To make a Vermicella Pudding.
YOU must take the yolks of two eggs, and mix it up with as
much flour as will make it pretty stiff, so as you can roll it out
very thin, like a thin wafer; and when it is so dry as you can
roll it up together without breaking, roll it as close as you can;
then with a sharp knife begin at one end, and cut it as thin as
you can, have some water boiling, with a little salt in it, put in
the paste, and just give it a boil for a minute or two; then throw
it into a sieve to drain, then take a pan, lay a layer of vermicella
and a layer of butter, and so on.

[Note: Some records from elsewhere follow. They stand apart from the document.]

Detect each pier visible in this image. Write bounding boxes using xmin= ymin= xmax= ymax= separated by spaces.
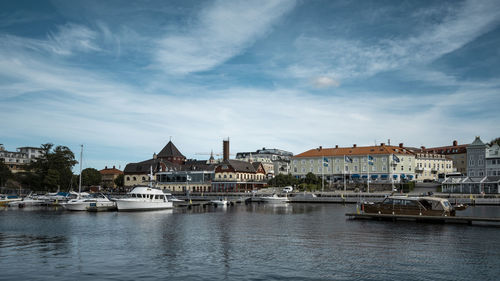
xmin=345 ymin=212 xmax=500 ymax=226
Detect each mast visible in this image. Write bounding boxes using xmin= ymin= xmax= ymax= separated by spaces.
xmin=367 ymin=154 xmax=370 ymax=193
xmin=343 ymin=155 xmax=346 ymax=193
xmin=78 ymin=144 xmax=83 ymax=198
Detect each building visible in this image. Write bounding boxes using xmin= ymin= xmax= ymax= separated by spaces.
xmin=212 ymin=139 xmax=268 ymax=192
xmin=409 ymin=151 xmax=454 ymax=182
xmin=124 ymin=141 xmax=217 ymax=192
xmin=99 ymin=166 xmax=123 ymax=189
xmin=442 ymin=176 xmax=500 ymax=194
xmin=291 ymin=143 xmax=416 ymax=182
xmin=423 ymin=140 xmax=468 ymax=175
xmin=486 ymin=143 xmax=500 ymax=176
xmin=235 ymin=148 xmax=293 ymax=175
xmin=0 ymin=144 xmax=43 ymax=173
xmin=467 ymin=136 xmax=487 ymax=178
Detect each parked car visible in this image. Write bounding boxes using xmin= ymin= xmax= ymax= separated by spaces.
xmin=282 ymin=186 xmax=293 ymax=193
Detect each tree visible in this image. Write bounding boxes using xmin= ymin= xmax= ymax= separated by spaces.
xmin=81 ymin=168 xmax=102 ymax=187
xmin=114 ymin=174 xmax=124 ymax=189
xmin=0 ymin=159 xmax=13 ymax=187
xmin=27 ymin=143 xmax=77 ymax=191
xmin=490 ymin=137 xmax=500 ymax=146
xmin=267 ymin=173 xmax=298 ymax=187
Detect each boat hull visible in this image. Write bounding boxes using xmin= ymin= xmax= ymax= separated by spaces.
xmin=115 ymin=199 xmax=173 ymax=211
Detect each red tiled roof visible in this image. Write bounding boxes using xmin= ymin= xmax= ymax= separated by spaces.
xmin=294 ymin=145 xmax=413 ymax=158
xmin=99 ymin=168 xmax=123 ymax=175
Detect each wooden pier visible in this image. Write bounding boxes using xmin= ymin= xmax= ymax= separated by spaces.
xmin=345 ymin=213 xmax=500 ymax=225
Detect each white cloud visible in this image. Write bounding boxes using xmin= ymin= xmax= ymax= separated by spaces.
xmin=156 ymin=0 xmax=296 ymax=74
xmin=312 ymin=76 xmax=340 ymax=88
xmin=287 ymin=0 xmax=500 ymax=81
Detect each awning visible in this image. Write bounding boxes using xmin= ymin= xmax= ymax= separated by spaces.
xmin=381 ymin=174 xmax=388 ymax=179
xmin=371 ymin=175 xmax=378 ymax=179
xmin=351 ymin=174 xmax=360 ymax=178
xmin=362 ymin=175 xmax=368 ymax=179
xmin=401 ymin=174 xmax=406 ymax=178
xmin=408 ymin=175 xmax=414 ymax=180
xmin=393 ymin=175 xmax=398 ymax=179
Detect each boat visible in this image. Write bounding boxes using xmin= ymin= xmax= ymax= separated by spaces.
xmin=114 ymin=186 xmax=173 ymax=211
xmin=362 ymin=195 xmax=460 ymax=216
xmin=0 ymin=195 xmax=22 ymax=206
xmin=7 ymin=193 xmax=47 ymax=207
xmin=211 ymin=198 xmax=228 ymax=206
xmin=260 ymin=193 xmax=290 ymax=203
xmin=63 ymin=193 xmax=116 ymax=211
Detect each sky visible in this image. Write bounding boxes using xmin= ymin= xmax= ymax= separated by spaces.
xmin=1 ymin=0 xmax=500 ymax=171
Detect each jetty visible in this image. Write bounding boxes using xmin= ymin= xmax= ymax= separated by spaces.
xmin=345 ymin=212 xmax=500 ymax=226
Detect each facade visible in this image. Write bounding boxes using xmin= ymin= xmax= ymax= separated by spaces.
xmin=0 ymin=144 xmax=43 ymax=173
xmin=486 ymin=143 xmax=500 ymax=176
xmin=291 ymin=143 xmax=416 ymax=182
xmin=442 ymin=176 xmax=500 ymax=194
xmin=156 ymin=160 xmax=216 ymax=192
xmin=423 ymin=140 xmax=468 ymax=175
xmin=124 ymin=141 xmax=217 ymax=192
xmin=212 ymin=159 xmax=267 ymax=192
xmin=467 ymin=137 xmax=487 ymax=178
xmin=235 ymin=148 xmax=293 ymax=175
xmin=413 ymin=152 xmax=454 ymax=182
xmin=99 ymin=166 xmax=123 ymax=189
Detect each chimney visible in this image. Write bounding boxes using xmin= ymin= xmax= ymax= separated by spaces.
xmin=353 ymin=144 xmax=357 ymax=148
xmin=388 ymin=139 xmax=391 ymax=145
xmin=153 ymin=153 xmax=157 ymax=159
xmin=105 ymin=166 xmax=108 ymax=169
xmin=223 ymin=138 xmax=230 ymax=161
xmin=453 ymin=140 xmax=458 ymax=146
xmin=335 ymin=145 xmax=338 ymax=148
xmin=380 ymin=143 xmax=385 ymax=147
xmin=318 ymin=146 xmax=322 ymax=151
xmin=399 ymin=143 xmax=403 ymax=148
xmin=113 ymin=165 xmax=115 ymax=169
xmin=421 ymin=146 xmax=426 ymax=150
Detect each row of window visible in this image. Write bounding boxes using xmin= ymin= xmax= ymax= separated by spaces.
xmin=418 ymin=163 xmax=452 ymax=169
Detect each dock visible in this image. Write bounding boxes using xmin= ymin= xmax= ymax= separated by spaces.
xmin=345 ymin=213 xmax=500 ymax=225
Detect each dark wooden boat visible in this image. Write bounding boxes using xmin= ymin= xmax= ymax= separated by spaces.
xmin=362 ymin=195 xmax=458 ymax=216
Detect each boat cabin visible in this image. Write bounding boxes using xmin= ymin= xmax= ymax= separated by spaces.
xmin=363 ymin=196 xmax=455 ymax=216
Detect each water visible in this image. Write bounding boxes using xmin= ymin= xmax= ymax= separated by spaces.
xmin=1 ymin=204 xmax=499 ymax=281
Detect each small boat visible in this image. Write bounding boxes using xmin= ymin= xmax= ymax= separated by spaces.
xmin=362 ymin=195 xmax=461 ymax=216
xmin=211 ymin=198 xmax=228 ymax=206
xmin=260 ymin=193 xmax=290 ymax=203
xmin=7 ymin=193 xmax=47 ymax=207
xmin=62 ymin=193 xmax=116 ymax=211
xmin=0 ymin=195 xmax=22 ymax=206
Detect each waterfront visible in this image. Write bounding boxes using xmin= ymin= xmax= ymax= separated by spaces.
xmin=1 ymin=204 xmax=500 ymax=281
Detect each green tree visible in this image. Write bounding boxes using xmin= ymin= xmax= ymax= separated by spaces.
xmin=114 ymin=174 xmax=124 ymax=188
xmin=81 ymin=168 xmax=102 ymax=187
xmin=27 ymin=143 xmax=77 ymax=191
xmin=267 ymin=173 xmax=298 ymax=187
xmin=0 ymin=159 xmax=13 ymax=187
xmin=490 ymin=137 xmax=500 ymax=146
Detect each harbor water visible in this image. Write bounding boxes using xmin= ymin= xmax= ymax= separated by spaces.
xmin=1 ymin=204 xmax=499 ymax=280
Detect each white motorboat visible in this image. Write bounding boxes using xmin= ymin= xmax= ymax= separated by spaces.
xmin=211 ymin=198 xmax=228 ymax=206
xmin=7 ymin=193 xmax=47 ymax=207
xmin=115 ymin=186 xmax=173 ymax=211
xmin=62 ymin=193 xmax=116 ymax=211
xmin=260 ymin=193 xmax=290 ymax=203
xmin=0 ymin=195 xmax=22 ymax=206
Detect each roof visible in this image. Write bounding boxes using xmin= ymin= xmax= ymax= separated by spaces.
xmin=423 ymin=144 xmax=468 ymax=155
xmin=157 ymin=141 xmax=185 ymax=159
xmin=124 ymin=158 xmax=181 ymax=174
xmin=182 ymin=160 xmax=216 ymax=172
xmin=99 ymin=167 xmax=123 ymax=175
xmin=224 ymin=159 xmax=257 ymax=173
xmin=468 ymin=136 xmax=487 ymax=148
xmin=293 ymin=144 xmax=413 ymax=158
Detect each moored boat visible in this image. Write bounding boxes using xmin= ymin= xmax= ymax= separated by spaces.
xmin=362 ymin=195 xmax=459 ymax=216
xmin=114 ymin=186 xmax=173 ymax=211
xmin=260 ymin=193 xmax=290 ymax=203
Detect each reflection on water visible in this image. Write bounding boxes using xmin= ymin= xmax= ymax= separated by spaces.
xmin=0 ymin=204 xmax=499 ymax=281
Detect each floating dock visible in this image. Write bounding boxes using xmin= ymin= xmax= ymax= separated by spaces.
xmin=345 ymin=213 xmax=500 ymax=225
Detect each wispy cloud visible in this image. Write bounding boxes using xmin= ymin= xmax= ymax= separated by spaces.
xmin=286 ymin=0 xmax=500 ymax=82
xmin=155 ymin=0 xmax=296 ymax=74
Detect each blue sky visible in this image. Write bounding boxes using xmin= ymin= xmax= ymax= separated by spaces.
xmin=1 ymin=0 xmax=500 ymax=171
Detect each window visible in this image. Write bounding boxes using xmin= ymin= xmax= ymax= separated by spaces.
xmin=354 ymin=166 xmax=358 ymax=172
xmin=336 ymin=166 xmax=340 ymax=172
xmin=310 ymin=160 xmax=314 ymax=164
xmin=301 ymin=160 xmax=305 ymax=164
xmin=318 ymin=167 xmax=321 ymax=173
xmin=133 ymin=177 xmax=136 ymax=181
xmin=301 ymin=168 xmax=306 ymax=173
xmin=345 ymin=166 xmax=349 ymax=171
xmin=318 ymin=159 xmax=321 ymax=164
xmin=126 ymin=177 xmax=130 ymax=181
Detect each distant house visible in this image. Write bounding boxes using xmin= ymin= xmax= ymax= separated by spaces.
xmin=99 ymin=166 xmax=123 ymax=189
xmin=423 ymin=140 xmax=468 ymax=175
xmin=212 ymin=159 xmax=267 ymax=192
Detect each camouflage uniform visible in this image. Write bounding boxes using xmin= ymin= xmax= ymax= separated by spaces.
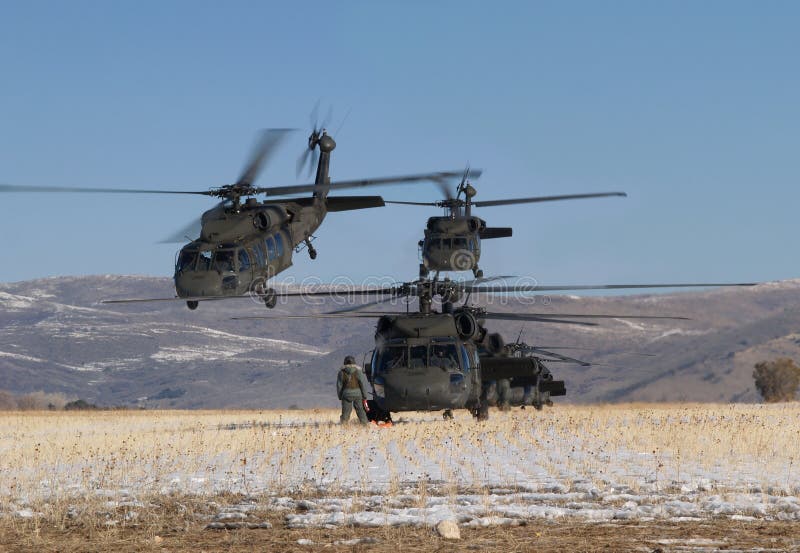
xmin=337 ymin=357 xmax=369 ymax=424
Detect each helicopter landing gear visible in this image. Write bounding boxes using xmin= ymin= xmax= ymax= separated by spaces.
xmin=473 ymin=267 xmax=484 ymax=279
xmin=186 ymin=300 xmax=199 ymax=310
xmin=442 ymin=409 xmax=454 ymax=420
xmin=471 ymin=404 xmax=489 ymax=421
xmin=263 ymin=288 xmax=277 ymax=309
xmin=305 ymin=239 xmax=317 ymax=260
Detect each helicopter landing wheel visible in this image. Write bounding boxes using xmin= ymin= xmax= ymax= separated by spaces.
xmin=442 ymin=409 xmax=454 ymax=420
xmin=263 ymin=288 xmax=277 ymax=309
xmin=186 ymin=300 xmax=199 ymax=310
xmin=473 ymin=268 xmax=484 ymax=279
xmin=471 ymin=404 xmax=489 ymax=421
xmin=305 ymin=239 xmax=317 ymax=260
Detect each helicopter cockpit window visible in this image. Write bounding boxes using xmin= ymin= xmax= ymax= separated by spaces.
xmin=265 ymin=237 xmax=277 ymax=260
xmin=177 ymin=250 xmax=198 ymax=272
xmin=453 ymin=238 xmax=468 ymax=250
xmin=238 ymin=249 xmax=251 ymax=272
xmin=198 ymin=251 xmax=212 ymax=271
xmin=468 ymin=239 xmax=476 ymax=252
xmin=376 ymin=345 xmax=406 ymax=374
xmin=213 ymin=250 xmax=235 ymax=272
xmin=409 ymin=345 xmax=428 ymax=369
xmin=430 ymin=344 xmax=459 ymax=370
xmin=275 ymin=233 xmax=284 ymax=257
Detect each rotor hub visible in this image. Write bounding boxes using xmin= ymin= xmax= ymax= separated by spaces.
xmin=318 ymin=132 xmax=336 ymax=153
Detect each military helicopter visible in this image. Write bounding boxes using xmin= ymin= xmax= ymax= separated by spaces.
xmin=233 ymin=275 xmax=754 ymax=420
xmin=385 ymin=168 xmax=627 ymax=278
xmin=1 ymin=122 xmax=469 ymax=310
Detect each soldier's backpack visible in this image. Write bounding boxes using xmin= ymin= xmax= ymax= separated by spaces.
xmin=342 ymin=368 xmax=360 ymax=389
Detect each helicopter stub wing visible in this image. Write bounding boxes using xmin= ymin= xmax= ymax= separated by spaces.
xmin=479 ymin=227 xmax=513 ymax=239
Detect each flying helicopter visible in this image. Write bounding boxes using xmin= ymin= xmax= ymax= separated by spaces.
xmin=233 ymin=275 xmax=755 ymax=420
xmin=1 ymin=120 xmax=469 ymax=310
xmin=385 ymin=168 xmax=627 ymax=278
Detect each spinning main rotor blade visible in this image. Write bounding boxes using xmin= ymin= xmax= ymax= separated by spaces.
xmin=473 ymin=191 xmax=627 ymax=207
xmin=463 ymin=282 xmax=758 ymax=293
xmin=523 ymin=347 xmax=592 ymax=366
xmin=231 ymin=312 xmax=404 ymax=321
xmin=478 ymin=312 xmax=688 ymax=325
xmin=236 ymin=129 xmax=295 ymax=187
xmin=2 ymin=170 xmax=471 ymax=198
xmin=482 ymin=312 xmax=689 ymax=321
xmin=0 ymin=184 xmax=204 ymax=195
xmin=384 ymin=190 xmax=625 ymax=207
xmin=256 ymin=170 xmax=475 ymax=197
xmin=159 ymin=217 xmax=203 ymax=244
xmin=534 ymin=346 xmax=657 ymax=357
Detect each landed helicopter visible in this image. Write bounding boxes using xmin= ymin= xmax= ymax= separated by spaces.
xmin=233 ymin=275 xmax=755 ymax=420
xmin=484 ymin=337 xmax=655 ymax=412
xmin=385 ymin=169 xmax=627 ymax=278
xmin=2 ymin=123 xmax=469 ymax=310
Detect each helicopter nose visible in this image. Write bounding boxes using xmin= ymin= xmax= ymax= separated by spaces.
xmin=174 ymin=270 xmax=224 ymax=297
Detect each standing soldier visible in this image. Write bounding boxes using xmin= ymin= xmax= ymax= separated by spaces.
xmin=337 ymin=355 xmax=369 ymax=424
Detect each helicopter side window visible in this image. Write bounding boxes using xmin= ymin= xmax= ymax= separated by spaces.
xmin=468 ymin=239 xmax=476 ymax=252
xmin=275 ymin=233 xmax=284 ymax=257
xmin=198 ymin=251 xmax=212 ymax=271
xmin=238 ymin=249 xmax=251 ymax=272
xmin=265 ymin=237 xmax=277 ymax=260
xmin=213 ymin=250 xmax=235 ymax=272
xmin=177 ymin=250 xmax=198 ymax=272
xmin=253 ymin=244 xmax=266 ymax=267
xmin=459 ymin=345 xmax=471 ymax=372
xmin=430 ymin=344 xmax=459 ymax=370
xmin=409 ymin=345 xmax=427 ymax=369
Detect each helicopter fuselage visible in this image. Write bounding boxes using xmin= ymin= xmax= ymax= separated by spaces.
xmin=419 ymin=215 xmax=512 ymax=278
xmin=420 ymin=216 xmax=484 ymax=274
xmin=368 ymin=313 xmax=483 ymax=412
xmin=173 ymin=198 xmax=327 ymax=304
xmin=365 ymin=310 xmax=556 ymax=416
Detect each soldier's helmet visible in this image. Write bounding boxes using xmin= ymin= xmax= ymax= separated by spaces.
xmin=344 ymin=355 xmax=356 ymax=365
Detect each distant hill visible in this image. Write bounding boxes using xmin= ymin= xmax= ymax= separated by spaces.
xmin=2 ymin=275 xmax=799 ymax=408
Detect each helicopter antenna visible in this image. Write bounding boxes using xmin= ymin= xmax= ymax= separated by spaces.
xmin=516 ymin=325 xmax=525 ymax=345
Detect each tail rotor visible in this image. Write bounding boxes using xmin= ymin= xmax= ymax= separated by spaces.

When it is cool, beat it up
well together, and melt the rest of the butter and pour on it;
beat it well (a pound of butter is enough; mix half with the paste
and the other half melt) grate the crumb of a penny loaf, and
mix it; beat up tea eggs, and mix in a small nutmeg grated, a
gill of sack, or some rose-water, a tea spoonful of salt, beat it
all well together, and sweeten it to your palate, grate a little
lemon-peel in, and dry two large blades of mace and beat them
fine. You may, for change, add a pound of currants nicely wash-
ed and picked clean, butter the pan or dish you bake it in, and
then pour in your mixture. It will take an hour and a half bak-
ing; but the oven must not be too hot. If you lay a good thin
crust round the bottom of the dish besides, it will be better.